Friday, November 03, 2006

Whither Halloween?

What happened to Halloween this year? Have the French given it up as a bad job?

Although Norma had a few desultory bags of last year's unsold Halloween lollypops, and a box of rotting pumpkins with sprayed on black eyes and mouth and the instructions 'Ne pas manger', Intermarche had nothing, and Carrefour a measily corner of costumes, one or two bits of kit and a few bags of sweets.

I had also detected a certain amount of apathy in the lead-up a few days before as I touted around for enthusiasm at the idea of holding a Halloween party. Interest levels crawled up to 'dunno' level so I gave up the idea as a bad job.

Nevertheless, my home-made deccies were all put up : the black bat silhouettes, flaming cauldron with its green frogs jumping in, spider in its web, witch on a broomstick with accompanying black cat (I had a run on black corrugated card that year) and orange pumpkins. It all looks most festive with the orange Veuve Clicquot plastic pumpkin champagne bottle holder in which I put a candle, and other bits and pieces.

Luckily, the boys were keen to go out in search of bonbons in the neighbourhood so our decorating efforts were not wasted. We also had local kids knocking on the door, but no ados like last year - no spotty youths in menacing robes, so it was all jolly and over by 8pm.

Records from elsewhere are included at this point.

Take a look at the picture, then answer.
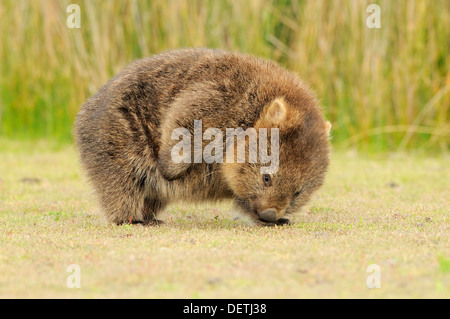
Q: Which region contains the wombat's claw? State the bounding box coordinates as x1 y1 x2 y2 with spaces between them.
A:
275 218 291 226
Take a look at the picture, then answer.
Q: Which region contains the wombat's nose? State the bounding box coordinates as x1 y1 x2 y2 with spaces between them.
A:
258 209 277 222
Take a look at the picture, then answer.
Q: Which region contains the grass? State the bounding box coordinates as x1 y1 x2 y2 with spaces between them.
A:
0 0 449 150
0 142 448 298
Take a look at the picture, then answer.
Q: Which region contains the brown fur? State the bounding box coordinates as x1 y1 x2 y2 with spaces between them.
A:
74 48 330 226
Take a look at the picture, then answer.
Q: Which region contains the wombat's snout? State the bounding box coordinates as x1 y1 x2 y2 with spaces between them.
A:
258 209 278 222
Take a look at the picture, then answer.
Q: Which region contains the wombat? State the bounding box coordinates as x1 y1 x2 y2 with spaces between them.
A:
74 48 331 226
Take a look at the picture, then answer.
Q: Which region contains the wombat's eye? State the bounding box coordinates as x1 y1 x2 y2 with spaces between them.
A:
293 190 302 198
262 174 272 186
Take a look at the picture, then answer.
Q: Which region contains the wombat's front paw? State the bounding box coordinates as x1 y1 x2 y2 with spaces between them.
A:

Have the French simply lost interest? Apparently various members of the Establishment were up in arms about the imported American festivities, being the party poopers that they are, and started a 'say no to Halloween' campaign which was successful enough for me not to have heard of it. The Church (Catholic) also jumped on the party pooper band waggon and declared Halloween as unfit for a pure French nation to indulge in, it being a) an American import, and b) way too much fun.

As it was probably little more than a passing fad, it just had its moment of glory and then faded out of the French psyche. Nothing wrong with that, but I think people who try to over-analyse why this happened may be obsessing a bit and doing a jobsworth on us. I think crowing over their success at saying 'no' might be a bit misplaced too. They just hit the bandwaggon at the right stop.

Kids will continue to enjoy Halloween whatever the party poopers declare, however. It gives them a chance to dress up as ghosties and witches, look spooky enough to frighten themselves a tiny bit, and the opportunity to dash around the neighbourhood in the dark coyly demanding sweets. That is what it's all about really. It's now a fun occasion for the kids to do their own thing unfettered by adult over-organisation, but in safety.

The deccies are all coming down this weekend, but you can bet your bottom euro they'll all be up again next year!


  1. I have an uncle and aunt who emigrated to the States in the late 40s, early 50s. They sent me and my brothers these stacks of US comics, so I was exposed to American culture from an early age. I remember looking at the Halloween issues, full of pumpkins and candles with mild interest and curiosity, but never once did I say "How come we don't celebrate this in England ?". I'm wondering now why that was, because anything that would brighten up post-war austerity Britain was surely something to be welcomed.

    I think it just seemed a bit OTT . Witches etc were OK in books or comics from time to time, but I couldn't see the point or need of having a fixed event in the calendar, akin to Christmas, to celebrate them. Isn't it a bit tantamount to saying that the world of demons and spirits is on a par with that of the religious festivals ? 50 years later, I'm now non-religious, and have been since my teens, but I still think Halloween is OTT ! I admire the French for having tried it, and then politely saying no thank you.

  2. Hello there!

    Actually, to begin with, Halloween was an irish and celtic event.....and you can't be more catho than that!

    Ados gave it up, but it was not really meant for them, the hogged it! Its meant for the smaller ones, and lots of bonbons to be given. I think it was considered "unsuitable" when ados turned it into somethinga bit gory of the "scream' style, and that put parents off it as being satanique or gory or indecent.

    But the real "fete" was for weenies, with lovely dressing up and tons of I bet you one or two of us will still buy sweeties and hope little ones will come by to ask for them.....this year nobody rang on my bell. But if I did not have Ed and her weenies - who would ring on my door anyway?


  3. Plenty of festivities over our way though my own have outgrown it.
    trut the government to spoil a bit of harmless fun!

  4. It's good to read about your work to put up the decorations, buy the treats, and head out into the world costumed. Fun!

    I've been out the last several days reading Halloween related posts by expatriate bloggers...and putting the links to them on my blog. I just can't stop!

    Meilleurs vœux!

  5. I love Halloween
    We feast on ghouls and ghosts, witches and wizards... the odd little devil or two
    We love being visited by the local kids, and we welcome them
    And then, once the excitement has died down and I am alone, I perform some Celtic rituals, to put me in touch with my roots and nature's cycles
    I see no reason why Halloween should be vilified nor why it should take away any of the solemnity and respect of La Toussaint
    "Chacun voit midi a sa porte"

  6. I'll be interested to see what happens next year; whether we get any little ghosties at the door or not.